Hyland predicts that customer expectations, which are rapidly changing and becoming more sophisticated, will drive the development of CSS.
"There is plenty of empirical and anecdotal evidence that customers prefer sites where there has been thought given to CSS. Those systems which allow customers to easily track their orders, download product specifications, find the answers to support and maintenance questions, contact other customers and so forth, will be those that the customers are more keen to return to in future," he says.
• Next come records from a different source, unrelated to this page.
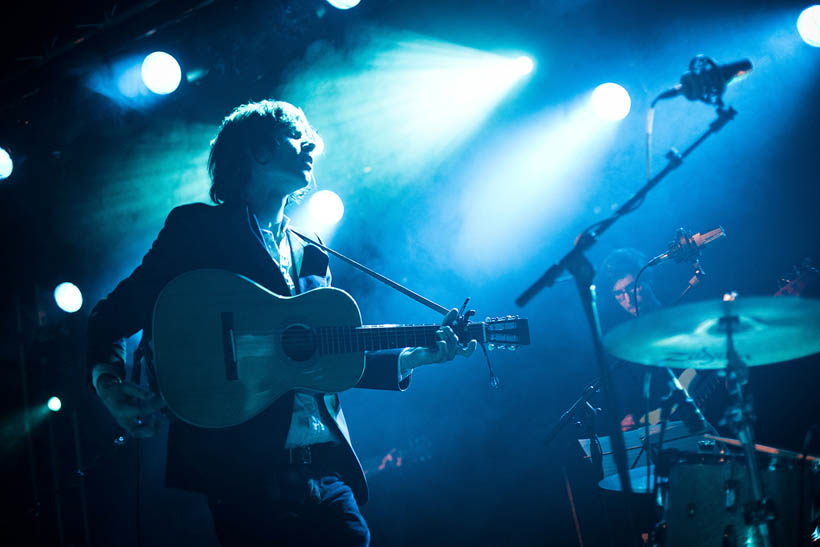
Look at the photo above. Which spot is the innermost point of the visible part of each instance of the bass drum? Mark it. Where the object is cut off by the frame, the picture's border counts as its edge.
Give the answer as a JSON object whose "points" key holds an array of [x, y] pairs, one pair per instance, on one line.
{"points": [[709, 502]]}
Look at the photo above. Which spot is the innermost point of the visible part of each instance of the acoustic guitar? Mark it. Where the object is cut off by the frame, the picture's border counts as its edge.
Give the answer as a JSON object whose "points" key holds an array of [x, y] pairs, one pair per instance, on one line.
{"points": [[226, 348]]}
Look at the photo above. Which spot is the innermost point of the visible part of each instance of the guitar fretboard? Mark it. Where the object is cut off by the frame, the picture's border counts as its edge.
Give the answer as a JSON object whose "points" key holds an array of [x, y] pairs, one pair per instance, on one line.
{"points": [[379, 337]]}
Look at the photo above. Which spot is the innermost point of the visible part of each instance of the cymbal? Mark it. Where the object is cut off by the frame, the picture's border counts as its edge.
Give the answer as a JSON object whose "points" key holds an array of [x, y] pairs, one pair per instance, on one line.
{"points": [[768, 330]]}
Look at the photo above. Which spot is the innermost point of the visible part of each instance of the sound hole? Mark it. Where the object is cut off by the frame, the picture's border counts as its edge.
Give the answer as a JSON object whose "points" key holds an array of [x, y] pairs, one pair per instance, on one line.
{"points": [[299, 342]]}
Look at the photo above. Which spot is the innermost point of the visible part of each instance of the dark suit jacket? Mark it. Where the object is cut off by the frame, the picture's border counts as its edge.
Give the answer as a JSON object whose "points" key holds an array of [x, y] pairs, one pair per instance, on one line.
{"points": [[216, 460]]}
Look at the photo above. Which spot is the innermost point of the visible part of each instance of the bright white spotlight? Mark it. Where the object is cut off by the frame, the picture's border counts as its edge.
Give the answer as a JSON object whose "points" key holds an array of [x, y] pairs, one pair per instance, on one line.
{"points": [[325, 207], [68, 297], [55, 404], [523, 65], [808, 25], [161, 73], [611, 102], [343, 4], [6, 165]]}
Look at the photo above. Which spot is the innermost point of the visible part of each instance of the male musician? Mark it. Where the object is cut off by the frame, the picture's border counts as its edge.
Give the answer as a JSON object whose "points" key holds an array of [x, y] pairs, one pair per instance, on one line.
{"points": [[288, 476]]}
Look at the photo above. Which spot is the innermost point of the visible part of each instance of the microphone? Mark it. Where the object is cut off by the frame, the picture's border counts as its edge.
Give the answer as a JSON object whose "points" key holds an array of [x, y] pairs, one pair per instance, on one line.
{"points": [[687, 247], [680, 401], [706, 80]]}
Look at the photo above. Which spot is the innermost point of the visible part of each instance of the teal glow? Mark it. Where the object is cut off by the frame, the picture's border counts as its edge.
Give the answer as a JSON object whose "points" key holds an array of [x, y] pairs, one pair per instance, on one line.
{"points": [[528, 180], [326, 207], [54, 404], [68, 297], [611, 102], [523, 65], [6, 165], [161, 73], [343, 4], [398, 104], [808, 25]]}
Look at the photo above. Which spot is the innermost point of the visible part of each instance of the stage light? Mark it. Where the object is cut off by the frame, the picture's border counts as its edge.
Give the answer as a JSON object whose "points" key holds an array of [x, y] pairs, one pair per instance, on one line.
{"points": [[611, 102], [161, 73], [55, 404], [343, 4], [808, 25], [6, 165], [68, 297], [523, 65], [326, 207]]}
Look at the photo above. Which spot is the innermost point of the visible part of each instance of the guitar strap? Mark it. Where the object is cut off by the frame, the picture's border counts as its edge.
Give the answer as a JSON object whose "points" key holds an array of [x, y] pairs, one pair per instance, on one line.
{"points": [[389, 282]]}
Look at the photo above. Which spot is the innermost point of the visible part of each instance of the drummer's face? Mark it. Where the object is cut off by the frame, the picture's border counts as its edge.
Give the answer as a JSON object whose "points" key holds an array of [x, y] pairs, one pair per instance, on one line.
{"points": [[622, 290]]}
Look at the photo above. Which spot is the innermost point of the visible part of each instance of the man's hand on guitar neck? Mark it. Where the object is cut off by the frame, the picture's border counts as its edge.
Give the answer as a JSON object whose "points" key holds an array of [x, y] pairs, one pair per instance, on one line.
{"points": [[136, 409], [447, 347]]}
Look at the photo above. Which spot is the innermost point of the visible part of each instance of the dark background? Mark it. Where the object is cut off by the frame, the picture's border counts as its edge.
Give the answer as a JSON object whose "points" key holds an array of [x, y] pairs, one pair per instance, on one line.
{"points": [[481, 216]]}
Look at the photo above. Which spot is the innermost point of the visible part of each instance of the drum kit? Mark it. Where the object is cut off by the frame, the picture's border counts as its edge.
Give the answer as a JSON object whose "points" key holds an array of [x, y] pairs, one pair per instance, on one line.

"For many SME enterprises, shifting to ecommerce means a sudden rise in customer numbers, and a fully automated CSS system is the only realistic way to cope," adds Hyland.
However, a change in internal processes is often also necessary. "Many enterprises previously segmented their customer services and spread them over several departments or outsourced them to third parties. CSS helps consolidate customer service and can reduce the number of staff necessary for support," he says.
Customers like CSS because the quality of service they receive is far better than any human-based system, adds Hyland.
"Customers can have split-second access to information, specifications, instructions, reports, references, transactions and billing - and all in the order, speed and at the time that suits them," he says.
"Because the CSS system is integrated throughout the enterprise, they can have immediate access to historical data, cross reference to correspondence, moving with ease and in confidence across the company database and systems."
Naturally, security is essential, and firewalls and high-level password control is essential. "CSS can appear at a simple level for new customers, but existing customers can have greater levels of access, which helps make them feel valued."
For the average SME, Hyland recommends that CSS is part of the discussion with their website developer. "The SME has to demand that the system being developed offers as much power to the customer as possible. CSS is good for both enterprise and customers, and is certainly the way that all sites will interact with customers in future."